À notre table, tout le monde s’est levé, j’ai fait les présentations, Sophie a tout de suite compris et a insisté pour céder à Mario sa chaise avec vue imprenable sur le bar.

Les deux flûtes d’Olga étaient vides devant elle. À part ce détail-là, elle n’avait pas bougé. Gilles est allé chercher à boire pour Mario. Je n’ai rien dit, j’ai attendu. Pendant trois minutes, l’attention de Mario a été absorbée par Rico qu’il n’avait jamais rencontré. M’ayant connue au berceau, ayant été un ami de mon père, il a manifesté un intérêt tout parental pour cet homme auquel il a aussitôt dit, sur le ton du commandement:

«J’espère que vous la rendez heureuse, cette gamine.»

«Mario», ai-je soufflé, «je vais sur mes trente-huit ans.»

«Je m’en fiche. Pour moi tu es une gamine. Je l’ai connue haute comme ça», a-t-il ajouté à l’adresse de Rico, qui m’a soudain regardée comme s’il ne m’avait jamais vue.

«Ben quoi? J’ai aussi le droit d’avoir eu une enfance.»

«Bien entendu, ma chérie. Même moi, j’en ai eu une, aussi incroyable que cela puisse paraître. Ce sont des choses qui arrivent. C’est toujours attendrissant lorsqu’un témoin de cette heureuse époque permet de s’en ressouvenir, c’est tout.»

Je ne perdais pas Mario de vue. Son regard a fini par se porter sur Olga, dont les deux verres étaient de nouveau pleins. Mario a ceci de bien qu’on peut, en dehors du boulot, lire son visage comme un livre. Il n’était que réprobation. J’ai attendu qu’il dise quelque chose, mais ses lèvres sont restées serrées, pincées, même. J’ai fini par y aller.

«C’est elle?»

«Elle? De qui parles-tu?»

«De la femme en noir avec les chaussures rouges perchée sur le dernier tabouret à gauche.»

«Et qu’entends-tu par “elle”?»

La discrétion professionnelle avait pris le dessus.

«Allez, Mario, tu ne dévoiles aucun secret, quelqu’un d’autre me l’a déjà dit, je voulais juste une confirmation. C’est elle l’amie de Thomas Carlyle, le client assassiné. Je voulais vérifier en douce, mais je peux tout aussi bien aller lui poser la question moi-même, c’est Olga Vannery, la collègue d’une de mes amies.»

«Eh bien oui, c’est la complice de ce sale type. Un être dangereux. J’espère que ce n’est pas une de tes amies.»

«Non, non, rassure-toi, je m’en suis toujours défiée, instinctivement.»

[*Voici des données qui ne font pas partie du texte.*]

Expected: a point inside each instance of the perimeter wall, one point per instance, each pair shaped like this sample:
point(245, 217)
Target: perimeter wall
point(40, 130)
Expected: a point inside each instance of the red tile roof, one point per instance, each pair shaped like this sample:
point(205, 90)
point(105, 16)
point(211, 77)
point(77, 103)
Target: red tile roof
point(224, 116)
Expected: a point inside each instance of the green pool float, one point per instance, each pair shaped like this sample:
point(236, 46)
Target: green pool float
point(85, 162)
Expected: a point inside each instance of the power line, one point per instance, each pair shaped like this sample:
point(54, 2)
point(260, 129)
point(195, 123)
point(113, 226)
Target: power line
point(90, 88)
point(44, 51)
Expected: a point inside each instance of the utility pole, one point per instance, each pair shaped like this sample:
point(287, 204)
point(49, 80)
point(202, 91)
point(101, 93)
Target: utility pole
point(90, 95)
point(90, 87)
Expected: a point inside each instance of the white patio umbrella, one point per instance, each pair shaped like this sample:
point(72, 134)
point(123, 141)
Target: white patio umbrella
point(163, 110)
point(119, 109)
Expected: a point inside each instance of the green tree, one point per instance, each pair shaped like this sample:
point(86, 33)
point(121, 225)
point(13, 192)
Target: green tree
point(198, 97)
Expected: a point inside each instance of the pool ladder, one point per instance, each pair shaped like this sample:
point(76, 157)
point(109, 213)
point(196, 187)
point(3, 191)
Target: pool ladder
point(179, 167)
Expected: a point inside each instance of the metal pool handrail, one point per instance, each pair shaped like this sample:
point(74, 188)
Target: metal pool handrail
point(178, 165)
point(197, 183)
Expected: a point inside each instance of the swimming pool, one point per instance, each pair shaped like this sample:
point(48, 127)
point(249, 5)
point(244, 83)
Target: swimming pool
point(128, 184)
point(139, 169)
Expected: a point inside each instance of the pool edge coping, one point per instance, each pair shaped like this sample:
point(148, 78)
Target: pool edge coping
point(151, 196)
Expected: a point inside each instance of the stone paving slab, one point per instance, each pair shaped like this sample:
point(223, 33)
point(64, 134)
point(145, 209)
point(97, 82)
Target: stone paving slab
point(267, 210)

«Tu as l’instinct sain, dieu merci.»

Les trois autres étaient partis dans une discussion à propos du film que nous venions de voir. Mario et moi sommes restés silencieux, lui l’œil fixé sur Olga, moi essayant toujours, avec beaucoup de difficulté, de maîtriser le tourbillon d’idées dans ma tête.

L’une d’entre elles a soudain surnagé.

«Dis donc, Mario, avec Carlyle tu parlais quelle langue?»

Il m’a regardée comme si je débloquais.

«Quelle langue veux-tu qu’on ait parlée? Français, bien sûr.»

J’ai dû fermer les yeux pour me concentrer.

«Et dis-moi», ai-je finalement réussi à articuler, «avait-il un accent?»

«En français?»

«Oui, en français.»

«Non, il n’avait pas d’accent. Il ne parlait pas du tout comme un Anglais. On a des clients anglais qui parlent vraiment parfaitement, sans accent aucun, mais il y a une chose qui les trahit, toujours la même: leurs t. Ils les resserrent, je ne sais pas comment te dire, c’est particulier. Mais Carlyle n’avait pas ça.»

Il a réfléchi un instant.

«Si vraiment je devais lui attribuer une intonation, mais à peine une ombre, tu sais, tant et si bien que je n’y ai jamais pensé jusqu’à ce que tu me poses la question, ç’aurait été l’arabe. On a des clients bilingues, libanais, marocains, tunisiens, dont le français est la langue maternelle, mais accompagnée de l’arabe, et ils ont un certain je-ne-sais-quoi…»

«Et Carlyle l’avait aussi.»

«Oui. Curieux, pour un Anglais, non?»

«Pas si curieux. Son père était Tunisien. Je suis une imbécile de ne jamais y avoir pensé. Le français devait être sa langue maternelle.»

«Ha! ha! Ça explique pas mal de choses.»

«À moi, il n’a parlé qu’en anglais, et comme il faisait très anglais, jusqu’à aujourd’hui je n’ai jamais envisagé qu’il ait pu savoir le français.»

«Ça ne m’étonne pas. Ce type passait sa vie à jouer des jeux, la plupart du temps malfaisants. Mais il était même capable de jeux innocents, j’imagine. Tout arrive.»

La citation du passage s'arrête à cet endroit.